平成26(2014)年の大相撲夏場所は、久々に満員御礼の日が続いた。遠藤や勢ら新力士の活躍で盛り上がり、また終盤には髷を掴む「禁じ手」が関心を呼んだ。
禁じ手がほんのわずかだからこそ、小兵があの手この手を使って大横綱を倒す妙味も生まれ、観客は拳を握りしめ、力士の奮闘に喝采し留飲を下げる。
「危険を顧みず、身をもって責務の完遂に務め(る)」と宣誓している自衛隊(員)は、大規模災害で活躍し信頼を得てきた。しかし、PKO(平和維持活動)や本来任務の遂行に当たっては「禁じ手」ばかりで、中国の尖閣諸島領海侵犯や邦人救出などで十分な対処ができない。これでは国民の負託に応えることができない危惧がある。
現実に向き合わない日本
危惧を強く感じてきたのが安倍晋三首相で、第1次内閣のとき「安全保障の法的基盤の再構築に関する懇談会」を立ち上げた。しかしその後たな晒しにされ、ようやく5月15日に答申を受け取った。
この日を機に集団的自衛権の行使容認に絡む国会論戦が一段と熱気を帯びてきたが、無用な煽動や反対のための反対など、真摯に問題に向き合おうとしない議論も多い。
容認反対の政党、マスコミなどは、「戦争する為の憲法解釈見直し」であり、「戦争に駆り出され、死者が出る」「他国のために自衛隊の武力が使われる」などと主張している。
また憲法改正が非常に困難であることを承知で、行使容認のためには憲法改正が筋であると主張する。すなわち、戦争巻き込まれ論や死亡者続出論を振りかざして国民を誤導し、憲法改正を主張して行使容認を阻止しようとしているわけである。
前社民党党首の福島瑞穂氏はかつて、「9条で『世界を侵略しない』と表明している国を攻撃する国があるとは思わない」(「産経新聞」平成24年18月31日付)と述べ、村山富一元首相は5月25日の明治大学における講演で、「戦争をしないと宣言して丸裸になっている日本を、どこが攻めてくるか。そんなことはあり得ない。自信を持っていい」と語っているが、論外である。
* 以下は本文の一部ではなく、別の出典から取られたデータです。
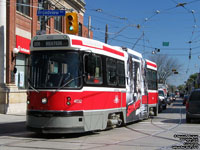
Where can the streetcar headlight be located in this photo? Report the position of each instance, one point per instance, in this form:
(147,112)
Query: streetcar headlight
(44,100)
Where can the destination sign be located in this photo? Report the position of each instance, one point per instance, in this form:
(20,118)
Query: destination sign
(43,12)
(50,43)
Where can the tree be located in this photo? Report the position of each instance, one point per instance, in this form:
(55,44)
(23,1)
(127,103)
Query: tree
(165,66)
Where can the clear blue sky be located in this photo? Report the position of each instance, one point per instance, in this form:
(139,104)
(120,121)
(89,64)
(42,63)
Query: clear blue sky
(160,21)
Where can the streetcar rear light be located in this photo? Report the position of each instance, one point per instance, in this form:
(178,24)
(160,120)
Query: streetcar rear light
(68,103)
(44,100)
(187,105)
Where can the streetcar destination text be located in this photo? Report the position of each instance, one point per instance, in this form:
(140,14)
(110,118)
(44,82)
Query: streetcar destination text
(50,43)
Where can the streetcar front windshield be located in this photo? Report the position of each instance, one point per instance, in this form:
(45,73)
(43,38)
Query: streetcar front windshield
(55,69)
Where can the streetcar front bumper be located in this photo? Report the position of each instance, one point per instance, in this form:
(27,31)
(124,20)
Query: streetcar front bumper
(55,121)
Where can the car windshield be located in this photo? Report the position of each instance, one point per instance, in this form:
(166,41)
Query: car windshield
(160,93)
(53,69)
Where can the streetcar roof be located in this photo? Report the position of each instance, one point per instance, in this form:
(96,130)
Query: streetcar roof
(151,64)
社民党はロマンティストかもしれないが、国際社会の現実を直視していない。韓国に行って国辱的発言をするのではなく、尖閣諸島周辺や南シナ海で起きている事象を自分の目で確かめるのが先決ではないだろうか。
日本が採るべき姿勢は、安倍首相が言うように「現実に起こり得る事態への備え」であり、その為の法整備等を粛々と進めることである。
「抑止力」の向上は喫緊の課題
日本の対処能力の向上には2つの視点から考える必要がある。
1つは抑止力を高めて偶発事案を低減させること。中国軍が自衛艦に射撃用レーダーを照射したり、自衛隊機や艦船に異常接近する事案が頻出している。国際法や慣習を無視した違法行為であるが、自衛隊は有効な対応策を採ることができない。
こうした違法行為に対して自衛隊が対応できるようになっておれば、抑止力が機能して逆に違法かつ危険な行為が防止されることになる。